The 17-year-old’s sentence — handed down in March as part of a plea deal — included time already served since her arrest four days after the quarrel in mid-December, meaning she is slated to be released in the summer. The verdict also tacked on a fine of NIS 5,000 ($1,430).
In her version of the incident, shared in court during a hearing in December, Tamimi said the soldiers featured in the video had shot her cousin in the head with a rubber bullet an hour prior to the filmed encounter.
“Then I saw the same soldiers who hit my cousin, this time in front of my house. I could not keep quiet and I responded as I did,” Tamimi testified.
In February, the outgoing Coordinator of Government Activities in the Territories (COGAT) Major General Yoav Mordechai said 15-year-old Mohammed Tamimi had admitted under questioning that he had sustained head injuries from falling off his bike and hitting his head on the handlebars.
Citing an article in which Muhammad’s father Fadel described how his son took a rubber bullet to the skull while witnessing December clashes with IDF soldiers, Mordechai blasted the Tamimi family as a group of con artists.

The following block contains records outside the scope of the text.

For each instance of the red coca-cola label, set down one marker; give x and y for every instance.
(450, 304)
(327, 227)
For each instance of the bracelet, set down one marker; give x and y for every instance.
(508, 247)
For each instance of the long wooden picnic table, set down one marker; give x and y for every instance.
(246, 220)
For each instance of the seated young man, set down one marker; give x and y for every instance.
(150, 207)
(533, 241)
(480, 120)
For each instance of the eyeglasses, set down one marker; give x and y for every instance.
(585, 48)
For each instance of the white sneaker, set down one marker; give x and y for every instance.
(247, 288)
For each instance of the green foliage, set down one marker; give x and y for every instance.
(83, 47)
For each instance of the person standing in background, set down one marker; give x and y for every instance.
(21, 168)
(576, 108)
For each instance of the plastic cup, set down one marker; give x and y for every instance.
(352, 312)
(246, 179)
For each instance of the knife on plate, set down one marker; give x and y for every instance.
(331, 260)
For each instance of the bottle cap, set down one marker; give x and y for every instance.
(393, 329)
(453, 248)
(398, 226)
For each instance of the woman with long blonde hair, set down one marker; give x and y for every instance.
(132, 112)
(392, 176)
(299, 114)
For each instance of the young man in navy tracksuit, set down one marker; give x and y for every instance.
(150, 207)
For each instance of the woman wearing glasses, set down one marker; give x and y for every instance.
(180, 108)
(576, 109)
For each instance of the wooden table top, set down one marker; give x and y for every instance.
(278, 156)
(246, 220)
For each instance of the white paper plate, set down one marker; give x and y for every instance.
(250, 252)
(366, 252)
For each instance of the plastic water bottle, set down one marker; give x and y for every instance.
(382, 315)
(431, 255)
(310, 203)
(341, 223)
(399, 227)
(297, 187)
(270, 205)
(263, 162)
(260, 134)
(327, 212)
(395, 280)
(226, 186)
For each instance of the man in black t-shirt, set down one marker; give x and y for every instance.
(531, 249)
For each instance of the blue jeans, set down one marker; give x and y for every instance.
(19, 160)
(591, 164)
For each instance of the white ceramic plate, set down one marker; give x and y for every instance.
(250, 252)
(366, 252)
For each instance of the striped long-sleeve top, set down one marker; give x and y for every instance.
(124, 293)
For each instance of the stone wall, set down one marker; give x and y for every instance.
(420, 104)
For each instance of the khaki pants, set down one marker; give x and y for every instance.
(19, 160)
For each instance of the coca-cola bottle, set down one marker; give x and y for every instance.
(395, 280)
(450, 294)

But records from the boy’s visit to the Istishari Hospital in Ramallah appeared to contradict Mordechai’s claim, starting: “The above-mentioned patient presented to our hospital on 15/12/2017 immediately after a bullet injury (head trauma) by Israeli soldiers (left maxillary area entrance, no exit wound).”
Ahed Tamimi’s arrest and prosecution by Israel has garnered international attention.
Agencies contributed to this report.